Here's the function so far:
Vect eigenVector(const Matrix &M, const float eval) {
Matrix A = Matrix(M);
A -= Matrix(IDENTITY)*eval;
A.rref();
return Vect(A[m3],A[m7],A[m11]);
}
The 3x3 covariance matrix is passed as M, and the eigenvalue as eval. Matrix(IDENTITY) returns an identity matrix. m3,m7, and m11 correspond to the far-right column of a 4x3 matrix.
Here's the example 3x3 matrix (stored in a 4x4 matrix class) I'm using to test the functions:
Matrix(1.5f, 0.5f, 0.75f, 0,
0.5f, 0.5f, 0.25f, 0,
0.75f, 0.25f, 0.5f, 0,
0, 0, 0, 0);
I'm correctly (?) getting the eigenvalues of 2.097, 0.3055, 0.09756 from my other function.

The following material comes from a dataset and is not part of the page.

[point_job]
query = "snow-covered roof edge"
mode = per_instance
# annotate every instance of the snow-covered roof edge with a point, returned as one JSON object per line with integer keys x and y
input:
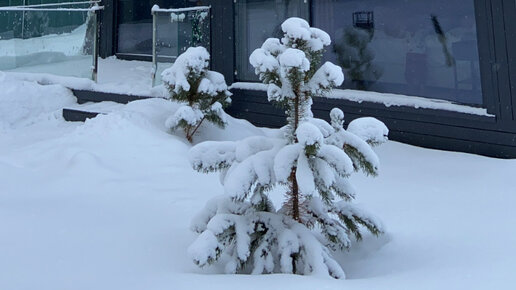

eigenVector() above correctly subtracts the passed eigenvalue from the diagonal (0,0 1,1 2,2)
Matrix A after rref():
[(1, 0, 0, -0),
(-0, 1, 0, -0),
(-0, -0, 1, -0),
(0, 0, 0, -2.09694)]
For the rref() function, I'm using a translated python function found here:
http://elonen.iki.fi/code/misc-notes/python-gaussj/index.html
What should the matrix I pass to rref() look like to get an eigenvector out?
Thanks
(M - λI)V is not an equation, it's just an expression. However, (M - λI)V = 0 is. And it's the equation that relates eigenvectors to eigenvalues.
So assuming your rref function works, I would imagine that you create an augmented matrix as [(M - λI) | 0], where 0 denotes a zero-vector. This sounds like what you're doing already, so I would have to assume that your rref function is broken. Or alternatively, it doesn't know how to handle 4x4 matrices (as opposed to 4x3 matrices, which is what it would expect for an augmented matrix).
Ah, with a few more hours of grueling research, I've managed to solve my problem.
The issue is that there is no "one" set of eigenvectors but rather an infinite number with varying magnitudes.
The method I chose was to use a REF (row echelon form) instead of RREF, leaving enough information in the matrix to allow me to substitute in an arbitrary value for z, and work backwards to solve for y and x. I then normalized the vector to get a unit eigenvector, which should work for my purposes.
My final code:
Vect eigenVector(const Matrix &M, const float eVal) {
Matrix A = Matrix(M);
A -= Matrix(IDENTITY)*eVal;
A.ref();
float K = 16; // Arbitrary value
float J = -K*A[m6]; // Substitute in K to find J
float I = -K*A[m2]-J*A[m1]; // Substitute in K and J to find I
Vect eVec = Vect(I,J,K);
eVec.norm(); // Normalize eigenvector
return eVec;
}
The only oddity is that the eigenvectors come out facing in the opposite direction than I expected (they were negated!), but that's a moot problem.